En lisant « Station Eleven », j’ai pensé aux excellents roman « Malevil » et « Madrapour » de Robert Merle : même contexte de catastrophe, ou de perte identitaire, même situation d’étrangeté et d’inconnu qui nous fait interroger « Et comment réagirais-je dans un monde déchu ? », même situations de huis-clos communautaires… On ne coupe pas aux scènes de désintégration du lien social, l’auteur évoque avec brio l’arrêt en chaîne des fonctions vitales d’un pays, mais elle a l’intelligence d’évoquer « l’année 0 » de façon fragmentaire, à travers le vécu et les témoignages de quelques survivants, à l’échelle d’un monde qui a perdu le logiciel de la mondialisation. L’alternance de récits de « l’avant » et de « l’après » donne le vertige et la mesure du changement irrémédiable, qui a le mérite d’être de plus parfaitement plausible : après tout, un virus un peu plus malfaisant que les autres, ce n’est pas si difficile à imaginer après Ebola et « la grippe mexicaine » n’est-ce pas ? Mais le monde d’après, bien que plus épuisant physiquement, n’est pas exempts de joies et de promesses.

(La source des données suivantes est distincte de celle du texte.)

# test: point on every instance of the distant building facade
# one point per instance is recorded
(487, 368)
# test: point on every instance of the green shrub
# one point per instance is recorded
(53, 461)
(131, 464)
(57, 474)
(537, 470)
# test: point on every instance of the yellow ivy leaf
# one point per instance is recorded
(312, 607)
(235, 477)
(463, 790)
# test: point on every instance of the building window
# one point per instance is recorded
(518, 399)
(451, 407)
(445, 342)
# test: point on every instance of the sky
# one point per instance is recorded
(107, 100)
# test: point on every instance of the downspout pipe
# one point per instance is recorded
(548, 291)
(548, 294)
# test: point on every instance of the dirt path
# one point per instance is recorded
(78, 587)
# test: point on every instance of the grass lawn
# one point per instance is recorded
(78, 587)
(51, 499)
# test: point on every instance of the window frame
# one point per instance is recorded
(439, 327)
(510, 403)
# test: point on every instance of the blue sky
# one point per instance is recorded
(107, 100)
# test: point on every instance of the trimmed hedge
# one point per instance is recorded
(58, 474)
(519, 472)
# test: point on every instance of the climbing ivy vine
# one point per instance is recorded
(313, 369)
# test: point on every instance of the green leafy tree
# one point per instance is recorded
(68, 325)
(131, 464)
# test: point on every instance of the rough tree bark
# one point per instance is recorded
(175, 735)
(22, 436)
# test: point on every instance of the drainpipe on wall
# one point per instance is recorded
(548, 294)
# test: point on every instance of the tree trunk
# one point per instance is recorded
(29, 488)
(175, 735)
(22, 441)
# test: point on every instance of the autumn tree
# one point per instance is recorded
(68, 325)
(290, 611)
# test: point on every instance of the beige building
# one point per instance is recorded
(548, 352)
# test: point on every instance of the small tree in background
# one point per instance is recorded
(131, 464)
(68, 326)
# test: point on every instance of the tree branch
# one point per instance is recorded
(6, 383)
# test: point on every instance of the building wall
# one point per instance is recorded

« L’une des grandes questions scientifiques, au temps de Galilée, avait été de savoir si la Voie Lactée était composée d’étoiles distinctes. Impossible d’imaginer, à l’ère de l’électricité, que ce problème ait pu se poser un jour mais, à l’apoque de Galilée, le ciel était une vaste étendue de lumière – et c’était exactement la même chose à présent. L’âge de la pollution lumineuse était arrivé à son terme. Cette brillance inhabituelle signifiait que le réseau lâchait, que l’obscurité envahissait la Terre. J’ai connu la fin de l’électricité, se dit Clark. Cette pensée lui fit courir des frissons dans le dos. » (p. 359)

« Station Eleven » tire son titre d’une bande dessinée, créée par l’un des personnages, qui raconte aussi la fuite d’un petit groupe d’homme dans une station spatiale après la dévastation de la terre (dans la veine de Ray Bradbury). Ce récit dans le récit lui offre un contrepoint intéressant et un fil rouge, car l’objet même de la bande dessinée se retrouve entre les mains de plusieurs personnages, et tisse des liens entre eux.

Le traitement un peu expéditif qu’offre l’auteur à la religion dans le monde d’après l’apocalypse est le seul minuscule bémol que je trouve à ce roman marquant et remarquablement bien construit.

Je le recommande donc !

« Station Eleven » d’Emily St John Mandel, Payot Rivages, 2016, 480 p.